Smallholders join together
Meeting the increasing demand for food, feed and fuel depends on the productivity and market access of small farms, operated by households with limited hired labour. These small-scale farms remain the most common production units in agriculture. Smallholder agriculture in Eastern and Central Africa holds tremendous opportunities for sustainable local economic development. Farmers’ organisations that represent and empower farmers are an essential partner in technical, commercial and organisational innovation and transition processes in agriculture.
Farmers’ organisations as key actors
Farmers’ organisations can take collective action for creating economies of scale, reducing transaction risks and costs and thereby improving the access to input and output markets. They can support the generation and adoption of technological innovations that are very often linked to organisational and institutional innovation. They are also vehicles for small farmers to voice their views, to participate in policy making and trade negotiations and to develop countervailing power.
Empowerment of farmers’ organisations
Improving the performance of producer organisations has become a pervasive notion in many international policy documents. Farmers’ organisations require effectively linking with (market) knowledge, services and policy development in a feasible, self-financing manner. They need to be learning and innovative organisations in full contact with external stakeholders and in tune with the demands of members at all levels of the organisation.
Together with the Royal Tropical Institute (KIT), LEI and five partner organisations in Burundi, Ethiopia, Kenya and Rwanda, Centre for Development Innovation (CDI), Wageningen UR works on a project for ASARECA (Association for Strengthening Agricultural Research in Eastern and Central Africa) to enhance farmer and FO-led agribusiness development.

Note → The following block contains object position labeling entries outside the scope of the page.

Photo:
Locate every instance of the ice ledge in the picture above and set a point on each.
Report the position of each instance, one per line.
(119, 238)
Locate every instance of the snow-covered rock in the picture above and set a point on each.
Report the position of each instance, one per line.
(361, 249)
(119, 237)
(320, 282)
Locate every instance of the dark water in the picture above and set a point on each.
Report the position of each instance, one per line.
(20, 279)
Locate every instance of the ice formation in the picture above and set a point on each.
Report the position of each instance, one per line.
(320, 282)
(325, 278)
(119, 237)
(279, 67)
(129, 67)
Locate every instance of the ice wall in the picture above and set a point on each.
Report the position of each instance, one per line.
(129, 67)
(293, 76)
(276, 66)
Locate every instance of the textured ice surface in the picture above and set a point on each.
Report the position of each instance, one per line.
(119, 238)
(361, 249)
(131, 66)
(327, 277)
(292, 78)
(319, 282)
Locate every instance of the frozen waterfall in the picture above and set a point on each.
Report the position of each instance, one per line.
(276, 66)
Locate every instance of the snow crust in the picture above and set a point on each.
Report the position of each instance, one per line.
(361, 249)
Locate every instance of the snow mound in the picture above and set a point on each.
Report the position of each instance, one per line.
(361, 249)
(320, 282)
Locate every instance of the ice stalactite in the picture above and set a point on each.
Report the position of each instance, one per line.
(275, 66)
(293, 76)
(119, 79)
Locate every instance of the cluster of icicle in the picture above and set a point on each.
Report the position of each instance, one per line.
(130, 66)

The project focuses on improved facilitation of farmers’ organisations for market-led innovation, whether this is technological, organisational or institutional.

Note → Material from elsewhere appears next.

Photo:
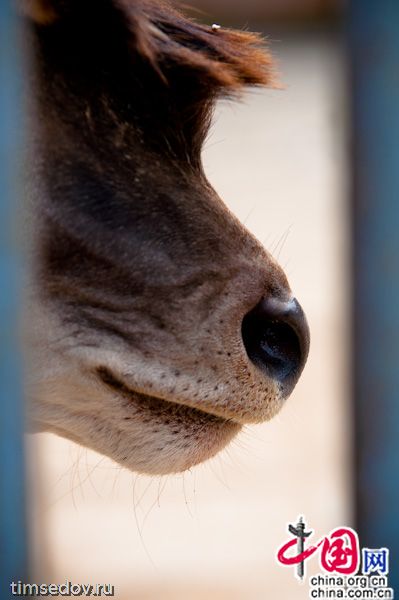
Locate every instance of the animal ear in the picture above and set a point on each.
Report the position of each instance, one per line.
(42, 12)
(224, 59)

About tools, triangles and multiplier effects
The project works on different levels: grassroots farmers’ organisations, apex farmers’ organisations, networks of multiple stakeholders, with the aim to create multiplier effects. The partner farmers’ organisations obtain the tools and skills to assess their functioning, followed by organisational change to improve their management and governance and to improve the participation of their members in value chains. ‘Innovation triangles’ are set in place for multi-stakeholder learning processes about selected value-chains. This builds the capacity of farmers’ organisations to provide market access services to their members.
A better service delivery for an enhanced agricultural system
An organisational change process, based on the outcomes of the self-assessment, results in better service delivery to members of the farmers’ organisations. Furthermore service provision is better tailored to the demand. Supported by the process engaged through the innovation triangles and with the help of service providers, particularly the apex farmers’ organisations, grassroots organisations innovate and improve their performance. This leads to a gradual upgrading of these organisations within the selected value-chains.